Net-zero is about to go out of the window

We forget how much net-zero is totally reliant on a bull-market continuing.

McKinsey estimated at the start of the year net-zero would cost $275 trillion by 2050. This is an average of $9.2 trillion a year. This is not valuation growth but is real money taken out of savings and investments and spent.

We did a naive estimate of what it means with global investment assets totalling $120 trillion. With only $120 trillion, we need to make money while we spend money in order to spend more than twice that. This came to needing 7% return every year until 2050, and it leaves us with nothing left in our pensions and savings pots at the end.

At the beginning of the year, when McKinsey came out with their report, the 60-40 portfolio had been making an impressive and steady 10.6% a year since 2010. We were comfortably normalised to believe 7% return each year for the next thirty years is no biggie.

Now the picture looks quite different. Inflation has not been this high globally for 40 years. The financial markets have turned, and the 60-40 portfolio is now down 16% on the year. We have lost $20 trillion in our collective pensions and savings and now need 9.2% return a year to pay for net-zero. Net-zero is now much less certain.

The inflation that is seen everywhere is a reflection of needing to build a new decarbonised future while still keeping an fully carbon-dependent present going. Climate change is already damaging crop production around the world, and decarbonisation is not an option. However, we still need to eat and live while we do it and giving up on that is also not an option.

Oil prices were already reflected this before the Ukraine war. The July WTI contract price rose steadily from $76.08 a barrel at the start of 2022 to $91.07 just before the war began. The price today is $120.72. If it had kept the same pace as before the war broke out, it would be another $10 higher. This reflects our growth expectations being damaged by the war.

Today’s inflation is not going to be controlled easily. Decarbonisation and net-zero are creating an incessant demand for all resources from raw commodities to skills and labour and is putting pressure on logistic chains and everything else you can think of.

The danger is we push on net-zero so hard that we actually make climate change and inflation worse. Each of these things on their own have the potential to bankrupt our economy. Together, they become our worst nightmare.

If we lose more money, net-zero will go out of the window. The pushback on ESG at the moment is actually because people are not making money from it.

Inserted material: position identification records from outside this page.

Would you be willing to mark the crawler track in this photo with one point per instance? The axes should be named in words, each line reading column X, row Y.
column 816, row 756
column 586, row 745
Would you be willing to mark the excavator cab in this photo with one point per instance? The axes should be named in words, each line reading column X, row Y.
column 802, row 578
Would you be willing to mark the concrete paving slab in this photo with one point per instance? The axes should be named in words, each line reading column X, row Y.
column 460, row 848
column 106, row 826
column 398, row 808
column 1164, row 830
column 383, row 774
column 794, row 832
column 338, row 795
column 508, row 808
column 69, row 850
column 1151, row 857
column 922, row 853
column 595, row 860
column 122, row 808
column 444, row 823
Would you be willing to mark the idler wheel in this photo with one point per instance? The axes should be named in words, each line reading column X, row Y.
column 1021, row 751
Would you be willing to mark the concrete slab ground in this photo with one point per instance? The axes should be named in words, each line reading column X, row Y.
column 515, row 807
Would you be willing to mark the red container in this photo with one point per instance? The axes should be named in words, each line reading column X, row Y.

One of the largest oil producers, Chevron, is up 46% on the year while one of the most well-known electric vehicle and battery producers, Tesla, is down 46%. ESG is not providing the superior returns it promised. It is becoming a liability. In the current mood of ESG bashing, managers risk being sued for breaching return expectations.

The fact is, we need both Teslas and Chevrons. We are not going to manage the decarbonisation transition without something new and radical that effectively brings the Teslas and the Chevrons together. Sustainability is not about doing good, it is about leaving room at the table. That is what our Transformational Ownership proposal does.

Transformational Ownership calls on all businesses to pay a fee out of the money everyone has already spent for maintaining the planet, so we can publicly take over all the oil, gas, and coal companies and put production under climate science guidance. This is the only way to provide a schedule for the amount of oil, gas, and coal we can expect over the whole decarbonisation transition. We can all adjust knowing what will be available. It forces us to recognise there is a limit to our resources.

The win-win fantasy for net-zero is rapidly fading. Decarbonisation involves hard choices. That is what inflation is telling us.